Dedicated to his work, Kobilka has other passions as well.
“He cycled from northern Minnesota to the Rockies in less than 10 days,” remembers Firling, Kobilka’s first college biology professor, “and called me collect to tell me about his trip and that he won our bet.”
“I started when I was 14; I went from Minnesota to Yellowstone with a friend,” Kobilka, an avid long-distance cyclist, said. “Nowadays, you wouldn’t let a 14-year-old do something like that.”
At 57, Kobilka still bikes to work through the campus morning traffic. The Kobilkas’ 28-year-old daughter Megan, a Santa Clara University graduate, plans to become a high school English teacher. Their son, Jason, 31, is a Dartmouth graduate who creates apps for Apple products.
Kobilka went on to get his medical degree, cum laude, from Yale University School of Medicine, followed by a residency in internal medicine at Washington University School of Medicine. He then chose to move to research rather than pursue a career in cardiology, becoming a research fellow and eventually an assistant professor at the Duke University School of Medicine. It was at Duke as a postdoctoral student that he isolated the beta-adrenergic receptor coding-gene.
“I pretty much fell in love with the process and the people [in the lab],” Kobilka said. “Clinical medicine was very interesting yet very different in this respect.”

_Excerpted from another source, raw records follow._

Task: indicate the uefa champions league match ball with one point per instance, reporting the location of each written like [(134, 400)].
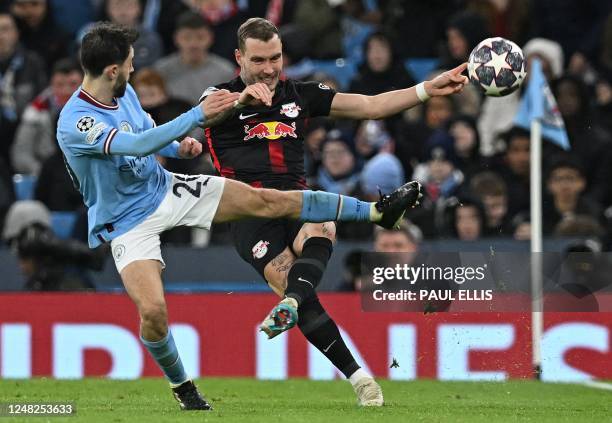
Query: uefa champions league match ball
[(497, 67)]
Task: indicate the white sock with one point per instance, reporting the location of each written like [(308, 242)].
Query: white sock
[(359, 374)]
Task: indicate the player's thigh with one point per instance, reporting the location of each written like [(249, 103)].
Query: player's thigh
[(143, 283), (311, 230), (195, 200), (137, 256), (241, 201), (261, 242), (277, 271)]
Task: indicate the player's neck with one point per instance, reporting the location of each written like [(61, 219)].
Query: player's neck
[(194, 61), (98, 89)]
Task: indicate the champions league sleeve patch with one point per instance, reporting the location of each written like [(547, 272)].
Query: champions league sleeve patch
[(208, 91), (85, 123), (94, 133)]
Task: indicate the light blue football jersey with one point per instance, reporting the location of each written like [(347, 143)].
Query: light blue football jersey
[(108, 152)]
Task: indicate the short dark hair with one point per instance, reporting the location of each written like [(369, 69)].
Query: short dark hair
[(257, 28), (190, 20), (66, 65), (488, 183), (106, 44), (565, 161)]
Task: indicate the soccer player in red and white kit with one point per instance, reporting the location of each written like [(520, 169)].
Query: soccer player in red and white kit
[(262, 144)]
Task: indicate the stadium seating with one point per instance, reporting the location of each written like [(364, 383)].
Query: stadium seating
[(24, 186)]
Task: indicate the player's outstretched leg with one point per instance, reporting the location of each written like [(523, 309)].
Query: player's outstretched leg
[(240, 201), (142, 281), (314, 246)]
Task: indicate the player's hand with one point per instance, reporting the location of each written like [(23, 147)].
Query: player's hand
[(218, 102), (256, 94), (189, 148), (449, 82)]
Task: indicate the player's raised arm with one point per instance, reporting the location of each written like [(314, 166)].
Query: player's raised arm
[(357, 106), (152, 140)]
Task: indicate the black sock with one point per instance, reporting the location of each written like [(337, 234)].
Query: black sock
[(307, 271), (322, 332)]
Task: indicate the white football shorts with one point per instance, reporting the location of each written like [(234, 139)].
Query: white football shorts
[(192, 200)]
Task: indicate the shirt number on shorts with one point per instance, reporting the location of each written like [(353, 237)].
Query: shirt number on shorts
[(196, 192)]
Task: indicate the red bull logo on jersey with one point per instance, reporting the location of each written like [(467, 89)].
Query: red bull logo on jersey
[(270, 130)]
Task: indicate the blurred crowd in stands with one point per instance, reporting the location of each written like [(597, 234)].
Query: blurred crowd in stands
[(473, 163)]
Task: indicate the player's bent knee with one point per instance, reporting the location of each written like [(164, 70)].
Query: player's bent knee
[(154, 315), (314, 230)]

Kobilka wholeheartedly committed to his postdoctoral fellowship at Duke under Lefkowitz, who would later become his longtime collaborator and mentor.
“He had a big impact on my interest in science,” Kobilka said. “My enthusiasm, he had a way of bringing it up. It was a great experience.”
In 1989, Kobilka moved his research to Stanford.
“Stanford has been a really remarkable place. I’m not really sure how I managed to land here but I did,” he said in a press conference on the morning of Oct. 10. “And I was telling someone this morning, I think it was the only place that offered me a job.”
To this, Philip Pizzo, dean of the School of Medicine responded, “Foresight, foresight!”
Kobilka pointed out that the size of his old lab at Duke was much larger than his current one at the Beckman Center on campus. His old lab hosted between 25 and 30 researchers, whereas his current lab hosts 10.
“At Stanford the groups are smaller, but what’s particularly interesting about Stanford is that the Medical School campus and the undergraduate sciences are all together,” he said.
Kobilka made his latest discoveries, including the breakthrough mapping of GPCR structures, at Stanford. In 2011, his team captured an image of this receptor at the exact moment that it is activated by a hormone and sends a signal into the cell.
“I remember the very first time we could see the helices of the receptor,” said William Weis, professor in the School of Medicine and an early collaborator. “That was the most exciting time because then we knew we really had it.”
Far from resting on his Nobel Prize, Kobilka is still looking to pursue the proteins he studied at Duke in the 1980s. He recently submitted a research program project grant “for the support of a broadly based multidisciplinary research program.”
“We’ve just submitted a grant to try and take what we’re learning about structures and develop structure-based approaches for drug discovery.”